First on the list of European centres is the one in Athens. According to the document, additional remote controlled equipment has been installed in Athens, which does not require the presence of personnel. Of the 19 centres in Europe, similar remote controlled equipment has been installed only in Athens, Vienna and Moscow whereas there is just spying equipment in the centre in Milan.
Photo: Reuters
According to the article in Der Spiegel, the agents from the National Security Agency are working in complete secrecy, in specially equipped premises of the U.S. embassies and are protected by diplomatic immunity. The document to which the edition refers states that the centres are using the most modern equipment and can tap mobile phones, wireless networks and satellite communications and collect data from them. The equipment is usually placed on the highest floors or on the roof of the embassy buildings, under panels or structures which are to hide it from external monitoring.

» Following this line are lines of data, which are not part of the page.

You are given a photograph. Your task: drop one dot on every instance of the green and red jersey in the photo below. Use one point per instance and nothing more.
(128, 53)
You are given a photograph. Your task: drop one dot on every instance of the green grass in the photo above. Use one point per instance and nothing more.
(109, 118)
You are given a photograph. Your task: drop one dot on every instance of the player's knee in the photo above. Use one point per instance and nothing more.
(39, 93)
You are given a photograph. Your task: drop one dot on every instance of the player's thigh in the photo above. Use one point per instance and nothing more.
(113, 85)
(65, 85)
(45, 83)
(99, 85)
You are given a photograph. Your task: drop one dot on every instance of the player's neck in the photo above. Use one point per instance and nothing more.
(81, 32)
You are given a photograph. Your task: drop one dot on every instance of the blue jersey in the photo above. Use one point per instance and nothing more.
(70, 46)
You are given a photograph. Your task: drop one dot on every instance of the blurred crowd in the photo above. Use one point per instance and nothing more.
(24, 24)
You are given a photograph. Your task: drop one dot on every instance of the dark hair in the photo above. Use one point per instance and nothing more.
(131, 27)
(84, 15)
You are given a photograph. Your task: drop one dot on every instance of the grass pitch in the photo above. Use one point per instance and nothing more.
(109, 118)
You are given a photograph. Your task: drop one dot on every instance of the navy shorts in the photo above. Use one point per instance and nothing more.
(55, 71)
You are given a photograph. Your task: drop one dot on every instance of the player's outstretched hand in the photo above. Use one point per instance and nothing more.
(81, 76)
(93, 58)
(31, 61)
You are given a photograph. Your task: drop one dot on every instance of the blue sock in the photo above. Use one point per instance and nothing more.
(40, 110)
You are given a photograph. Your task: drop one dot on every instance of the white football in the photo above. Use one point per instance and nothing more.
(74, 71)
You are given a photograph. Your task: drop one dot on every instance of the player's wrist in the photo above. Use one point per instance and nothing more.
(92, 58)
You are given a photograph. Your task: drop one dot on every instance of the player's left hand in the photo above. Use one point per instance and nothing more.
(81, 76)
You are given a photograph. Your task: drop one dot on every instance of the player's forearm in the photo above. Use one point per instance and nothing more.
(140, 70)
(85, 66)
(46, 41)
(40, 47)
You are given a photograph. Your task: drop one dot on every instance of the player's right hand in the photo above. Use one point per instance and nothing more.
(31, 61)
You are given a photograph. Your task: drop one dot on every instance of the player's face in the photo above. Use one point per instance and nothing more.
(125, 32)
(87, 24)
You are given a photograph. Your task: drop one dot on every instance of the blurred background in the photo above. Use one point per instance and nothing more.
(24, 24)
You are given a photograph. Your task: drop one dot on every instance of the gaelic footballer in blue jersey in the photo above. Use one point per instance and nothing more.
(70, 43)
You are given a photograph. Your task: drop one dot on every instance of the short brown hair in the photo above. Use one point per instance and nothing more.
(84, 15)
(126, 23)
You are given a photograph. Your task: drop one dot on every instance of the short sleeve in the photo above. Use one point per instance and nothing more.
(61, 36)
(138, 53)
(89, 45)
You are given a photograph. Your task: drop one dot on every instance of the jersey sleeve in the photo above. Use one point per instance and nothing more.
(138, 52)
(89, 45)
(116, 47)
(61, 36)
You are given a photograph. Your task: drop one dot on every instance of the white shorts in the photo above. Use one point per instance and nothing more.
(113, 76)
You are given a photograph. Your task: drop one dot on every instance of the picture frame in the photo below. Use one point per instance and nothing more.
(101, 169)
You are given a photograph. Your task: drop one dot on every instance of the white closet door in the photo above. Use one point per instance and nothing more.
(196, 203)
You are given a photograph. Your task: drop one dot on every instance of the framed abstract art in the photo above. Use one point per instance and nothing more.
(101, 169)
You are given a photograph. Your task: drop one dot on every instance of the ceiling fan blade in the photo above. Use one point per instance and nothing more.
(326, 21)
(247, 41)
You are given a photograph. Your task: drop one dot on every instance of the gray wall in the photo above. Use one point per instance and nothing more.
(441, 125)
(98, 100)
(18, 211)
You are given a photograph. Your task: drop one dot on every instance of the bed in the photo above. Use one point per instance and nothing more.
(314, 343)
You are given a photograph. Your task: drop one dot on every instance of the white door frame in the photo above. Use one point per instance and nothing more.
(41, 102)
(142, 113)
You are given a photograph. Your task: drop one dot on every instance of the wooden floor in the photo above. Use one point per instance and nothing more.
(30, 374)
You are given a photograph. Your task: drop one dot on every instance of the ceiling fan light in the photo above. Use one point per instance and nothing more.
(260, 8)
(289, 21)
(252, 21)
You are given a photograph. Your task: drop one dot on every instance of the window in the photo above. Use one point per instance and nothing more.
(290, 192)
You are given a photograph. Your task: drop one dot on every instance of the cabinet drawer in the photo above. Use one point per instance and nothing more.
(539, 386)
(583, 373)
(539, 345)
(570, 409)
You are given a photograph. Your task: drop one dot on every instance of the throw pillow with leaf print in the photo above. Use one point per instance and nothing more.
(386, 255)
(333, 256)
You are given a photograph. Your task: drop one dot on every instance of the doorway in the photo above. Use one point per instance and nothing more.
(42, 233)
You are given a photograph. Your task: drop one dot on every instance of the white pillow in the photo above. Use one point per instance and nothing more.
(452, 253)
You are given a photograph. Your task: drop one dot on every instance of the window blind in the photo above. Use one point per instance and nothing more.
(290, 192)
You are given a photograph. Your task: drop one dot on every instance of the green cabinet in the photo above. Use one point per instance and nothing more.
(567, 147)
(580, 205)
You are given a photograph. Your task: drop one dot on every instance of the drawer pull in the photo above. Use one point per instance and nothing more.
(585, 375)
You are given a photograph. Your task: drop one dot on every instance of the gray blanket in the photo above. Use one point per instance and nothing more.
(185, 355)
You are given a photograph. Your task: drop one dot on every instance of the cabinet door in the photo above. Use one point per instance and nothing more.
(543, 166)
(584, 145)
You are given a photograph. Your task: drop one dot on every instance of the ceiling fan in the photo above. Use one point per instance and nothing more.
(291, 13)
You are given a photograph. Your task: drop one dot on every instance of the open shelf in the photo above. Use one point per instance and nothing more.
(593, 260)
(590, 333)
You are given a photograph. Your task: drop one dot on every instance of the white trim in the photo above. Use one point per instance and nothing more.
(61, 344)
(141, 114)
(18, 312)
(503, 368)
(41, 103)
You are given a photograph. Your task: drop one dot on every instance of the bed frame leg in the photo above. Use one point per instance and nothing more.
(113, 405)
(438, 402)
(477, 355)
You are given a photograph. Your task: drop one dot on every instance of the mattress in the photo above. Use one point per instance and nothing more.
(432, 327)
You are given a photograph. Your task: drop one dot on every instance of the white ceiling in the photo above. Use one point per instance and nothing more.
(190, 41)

In Athens, there is such a structure of white-coloured building materials on the older of the two buildings of the U.S. Embassy.
The U.S. Embassy in Athens, Photo: tovima.gr
The placement of suspicious 'booths' on the roofs of U.S. embassies in various countries has been attracting the attention of researchers and journalists for years. In November 2000, during an investigation of the global system for the interception of satellite and wireless communications, experts had detected such equipment at the U.S. Embassy in the capital of Cyprus, Nicosia. One of those experts was Mike Frost, a former Canadian secret service employee, trained at the National Security Agency in installing bugging equipment at the embassies of the U.S.A. and Canada.
After reviewing photos of the embassy, he had said that at least part of the top floor of the building could have been used for the collection and analysis of data collected through the interception of wireless communications. According to Frost, at least three types of antennas used for the interception of various signals could have been installed at the U.S. Embassy in Nicosia. Based on the number and type of antennas, the former agent had assessed that the equipment had been operating day and night.
The specific equipment can tap mobile communications, digital and analogue telephones, pagers, wireless internet connections, satellite telephones, and spy on data of ATM transactions. Investigative journalist Duncan Campbell, one of the people who have revealed the existence of the Echelon spying system, had arrived at the same conclusions regarding the U.S. Embassy in Nicosia.
It is worth noting that on 2 February 2006 Ta Nea newspaper had published a report revealing the existence of a network tapping the telephones of more than 100 people, including that of the Greek Prime Minister at the time Costas Karamanlis. During an emergency press conference later that day, the Ministers of Public Order, George Voulgarakis, and Justice, Anastasios Papaligouras, and government spokesman Theodoros Roussopoulos had revealed that the authorities had received information about this as early as March 2005. According to them, the cabinet of the time had preferred to not disseminate the information as it was more than clear that the U.S. Embassy in Athens had been involved in the bugging, which had been established during a routine technical check of the system of the mobile operator Vodafone. The technical team of the company had found out that high-tech spy software had been installed in the system. Costas Karamanlis’ government forwarded the scandal associated with the investigation to the judicial authorities but did not accept the formation of a parliamentary committee to consider the topic.
At the same time, participant in several governments of PASOK Theodoros Pangalos states that, during his tenure at the Ministry of Foreign Affairs, the Greek counterintelligence had spied on the U.S. ambassador in Athens, without specifying the period.
In an interview for To Vima FM radio, he says, "We had learnt nothing new because we had been aware of everything. But it was great fun to hear the U.S. ambassador in Athens using expressions unacceptable for minors in his conversations with the ambassador in Ankara and the State Department."
According to Pangalos, the interception happened more than 20 years ago and therefore "it is already statute-barred". In his words, the interception had been interrupted "because the Americans had been aware of it."